As keen observers of American culture and history like W.E.B. Du Bois and Ralph Ellison have written, there is no American music without African-American music. The history of the recording industry bears witness to the fact, with jazz, blues, and ragtime dominating the early releases that drove the industry forward. Before these popular forms and the age of “race records,” however, came the spirituals, gospel songs dating back to slavery, whose fame spread across the world in the latter half of the 19th century with groups like the Fisk Jubilee Singers. As Du Bois wrote in 1903, “their songs conquered till they sang across the land and across the sea, before Queen and Kaiser, in Scotland and Ireland, Holland and Switzerland… they tell of death and suffering and unvoiced longing toward a truer world, of misty wanderings and hidden ways.”
Given the worldwide fascination with the spiritual and the singing groups who spread them across the world, it’s no wonder this was sought-after material for a nascent industry eager for music that appealed to the masses.

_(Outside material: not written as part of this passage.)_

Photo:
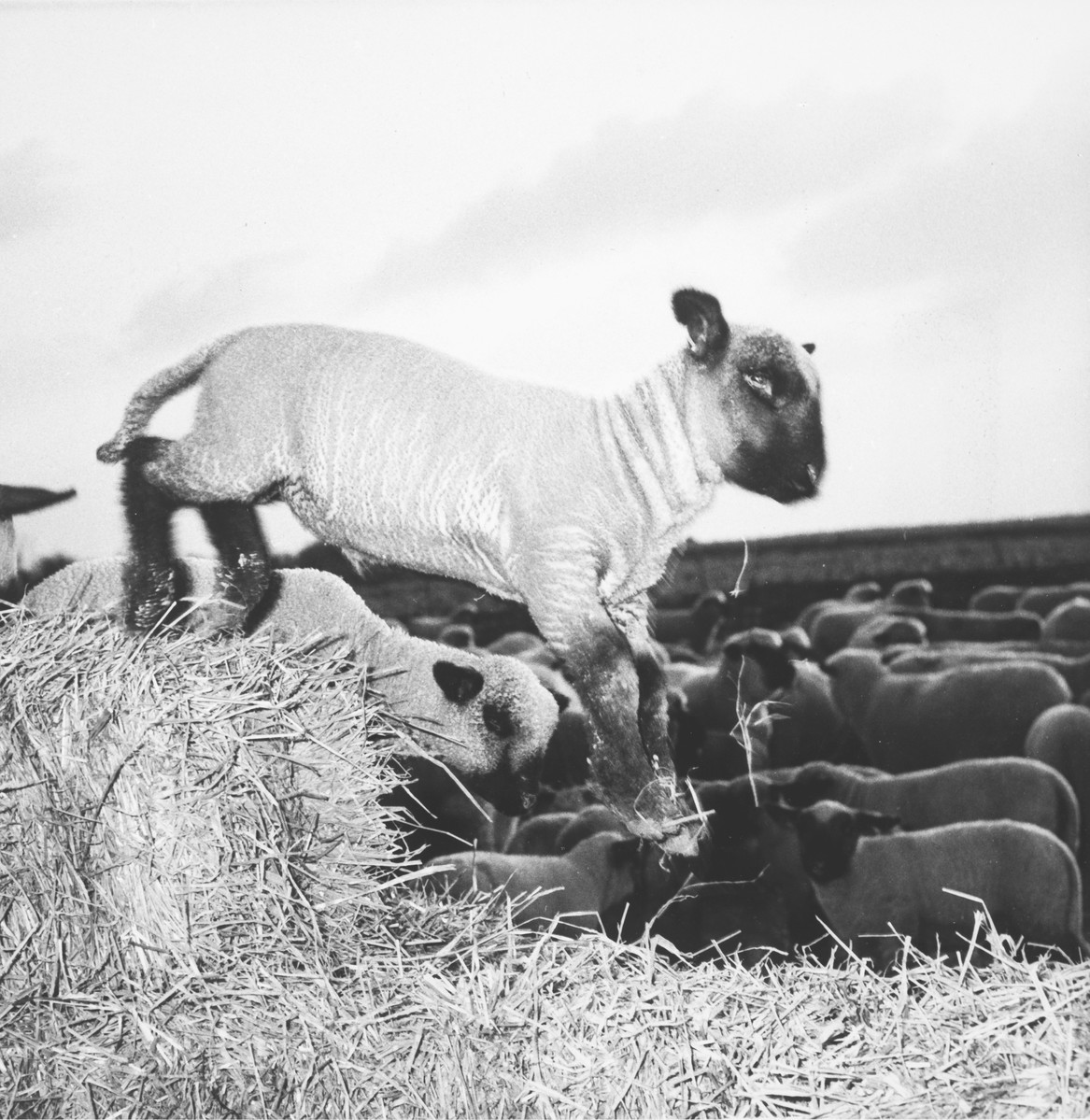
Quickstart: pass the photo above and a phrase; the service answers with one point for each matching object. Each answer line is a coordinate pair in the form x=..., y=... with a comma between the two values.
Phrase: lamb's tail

And no spiritual has had more mass appeal than “Swing Low, Sweet Chariot.”
The first recording of the song was long thought to have been performed in 1909 by a foursome, the Fisk University Jubilee Quartet, “carrying on the legacy,” notes Public Domain Review, “of the original Fisk Jubilee Singers of the 1870s.” You can hear that recording below, made by Victor Studios.

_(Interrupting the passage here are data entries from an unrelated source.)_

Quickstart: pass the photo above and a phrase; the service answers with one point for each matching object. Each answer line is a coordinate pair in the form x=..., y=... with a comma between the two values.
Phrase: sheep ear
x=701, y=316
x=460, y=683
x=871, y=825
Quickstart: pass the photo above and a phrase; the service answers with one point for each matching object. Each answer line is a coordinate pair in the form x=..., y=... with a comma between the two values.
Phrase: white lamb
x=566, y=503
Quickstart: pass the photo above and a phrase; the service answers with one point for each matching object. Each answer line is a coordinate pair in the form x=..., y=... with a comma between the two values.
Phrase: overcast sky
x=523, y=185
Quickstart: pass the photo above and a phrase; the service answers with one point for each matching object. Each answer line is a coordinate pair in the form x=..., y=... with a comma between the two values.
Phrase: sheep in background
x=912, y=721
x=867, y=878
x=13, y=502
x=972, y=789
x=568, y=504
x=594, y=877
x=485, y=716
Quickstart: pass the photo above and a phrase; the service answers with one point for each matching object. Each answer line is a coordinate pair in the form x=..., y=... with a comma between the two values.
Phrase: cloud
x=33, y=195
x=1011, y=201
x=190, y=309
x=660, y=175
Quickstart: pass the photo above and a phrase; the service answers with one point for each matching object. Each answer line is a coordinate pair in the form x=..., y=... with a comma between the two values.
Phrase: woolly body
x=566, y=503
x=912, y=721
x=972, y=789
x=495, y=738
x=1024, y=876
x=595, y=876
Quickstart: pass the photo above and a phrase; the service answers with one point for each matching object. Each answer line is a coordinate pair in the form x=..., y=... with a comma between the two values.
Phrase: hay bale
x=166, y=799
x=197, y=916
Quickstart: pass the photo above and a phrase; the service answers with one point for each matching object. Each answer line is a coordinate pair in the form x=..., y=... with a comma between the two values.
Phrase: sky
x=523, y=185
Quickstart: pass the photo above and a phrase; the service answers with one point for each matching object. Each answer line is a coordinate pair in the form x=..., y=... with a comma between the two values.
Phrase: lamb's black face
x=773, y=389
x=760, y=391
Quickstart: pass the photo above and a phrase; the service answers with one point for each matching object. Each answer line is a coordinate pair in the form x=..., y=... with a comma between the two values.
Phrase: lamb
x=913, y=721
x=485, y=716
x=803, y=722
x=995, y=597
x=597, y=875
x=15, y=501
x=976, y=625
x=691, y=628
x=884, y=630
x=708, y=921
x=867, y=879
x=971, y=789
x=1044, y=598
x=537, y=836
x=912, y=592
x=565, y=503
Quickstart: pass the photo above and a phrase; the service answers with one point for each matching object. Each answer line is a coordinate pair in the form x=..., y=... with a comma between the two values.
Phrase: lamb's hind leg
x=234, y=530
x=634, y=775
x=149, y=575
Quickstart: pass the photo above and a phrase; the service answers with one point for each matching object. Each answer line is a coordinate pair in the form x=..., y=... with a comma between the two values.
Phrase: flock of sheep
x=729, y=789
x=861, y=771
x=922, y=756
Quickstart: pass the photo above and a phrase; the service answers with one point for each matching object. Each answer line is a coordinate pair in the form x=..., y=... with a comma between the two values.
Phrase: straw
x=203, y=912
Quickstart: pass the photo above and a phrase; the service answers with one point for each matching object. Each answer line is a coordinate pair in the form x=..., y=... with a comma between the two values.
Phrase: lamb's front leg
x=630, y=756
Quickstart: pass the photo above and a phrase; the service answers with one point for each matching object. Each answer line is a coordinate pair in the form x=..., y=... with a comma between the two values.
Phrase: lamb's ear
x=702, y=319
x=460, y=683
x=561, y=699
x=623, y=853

Even before the turn of the century, writes Toni Anderson at the Library of Congress, “the musical landscape was peppered with over ten companies fashioned after the original Jubilee Singers, and by the 1890s, many black groups had launched successful foreign tours.” (Du Bois laments the poor quality of many of these imitators.) The 1909 recording, writes Public Domain Review, “popularized the song hugely,” or, we might say, even more hugely, helping to make it a staple in decades to come for artists like Paul Robeson, Louis Armstrong, Etta James, Johnny Cash, and Eric Clapton (in a 1975 reggae take). However, it turns out that an even earlier recording exists, made by one of those successful traveling groups, the Standard Quartette, in 1894.
Recorded on a wax cylinder by Columbia Records in Washington, DC while the group made a stop on a spring tour, this “’holy grail’ of early recording history,” writes Archeophone Records, “pushes back by fifteen years the first known recording of the classic spiritual,” but it might have been lost forever had not a careful collector preserved it and Archeophone’s Richard Martin not identified its badly-decayed sounds as “Swing Low, Sweet Chariot.” The recording has been included on a 102-track compilation, Waxing the Gospel: Mass Evangelism and the Phonograph, 1890–1900.

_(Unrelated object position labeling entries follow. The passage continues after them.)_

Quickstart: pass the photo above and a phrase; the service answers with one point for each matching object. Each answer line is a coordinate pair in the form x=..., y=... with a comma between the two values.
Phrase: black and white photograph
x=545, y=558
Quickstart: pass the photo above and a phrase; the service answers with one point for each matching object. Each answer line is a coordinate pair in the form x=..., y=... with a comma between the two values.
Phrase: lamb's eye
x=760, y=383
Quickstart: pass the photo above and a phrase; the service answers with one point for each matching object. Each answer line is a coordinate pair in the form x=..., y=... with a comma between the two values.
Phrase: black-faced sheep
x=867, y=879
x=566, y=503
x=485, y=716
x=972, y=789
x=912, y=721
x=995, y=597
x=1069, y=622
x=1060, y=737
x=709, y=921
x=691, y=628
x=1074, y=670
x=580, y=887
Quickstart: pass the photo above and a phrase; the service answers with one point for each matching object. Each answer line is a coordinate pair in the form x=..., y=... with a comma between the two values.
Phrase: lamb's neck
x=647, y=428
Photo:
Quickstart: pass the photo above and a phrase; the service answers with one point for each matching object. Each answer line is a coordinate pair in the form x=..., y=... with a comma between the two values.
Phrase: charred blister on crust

First discovered on a “large group of damaged early cylinders—moldy, noisy, and thought to have no retrievable content,” the song has been unearthed from beneath “an ocean of noise.” What Archeophone’s Meagan Hennessey found is that the version “is very different from what people expect. The chorus is familiar, but the verses are different. The Standard Quartette sing lyrics we associate with other jubilee songs.” Also, as Martin points out, the song’s arrangement is unusual: “there are complex things going on here with harmony and rhythm, but you’ve got to listen closely through the noise.” (Learn more about the discovery and restoration in the short video above.)
The song itself may have been written in the mid-1800s by an enslaved man named Wallace Willis, who was taken from Mississippi to Oklahoma by his half-Choctaw owner during forced relocation in the 1830s, then “rented out” to a school for Native boys. The headmaster heard him sing it, and passed it on to the Jubilee singers. In another, more dramatic, account of the song’s composition, it “’burst forth’ from the anguished soul of Sarah Hannah Sheppard, the mother of Ella Sheppard of Fisk Jubilee Singer fame,” when Sarah learned she would be sold and separated forever from her daughter.
In his live performance of the song, above, Johnny Cash gives a picturesque origin story of an anonymous slave, “sitting on his cotton sack one day,” and singing about a vision of a chariot. But whatever the song’s true origins, “Swing Low, Sweet Chariot,” perhaps more than any other popular spiritual of the 19th century, has come to represent the music, Du Bois wrote, through which “the slave spoke to the world.”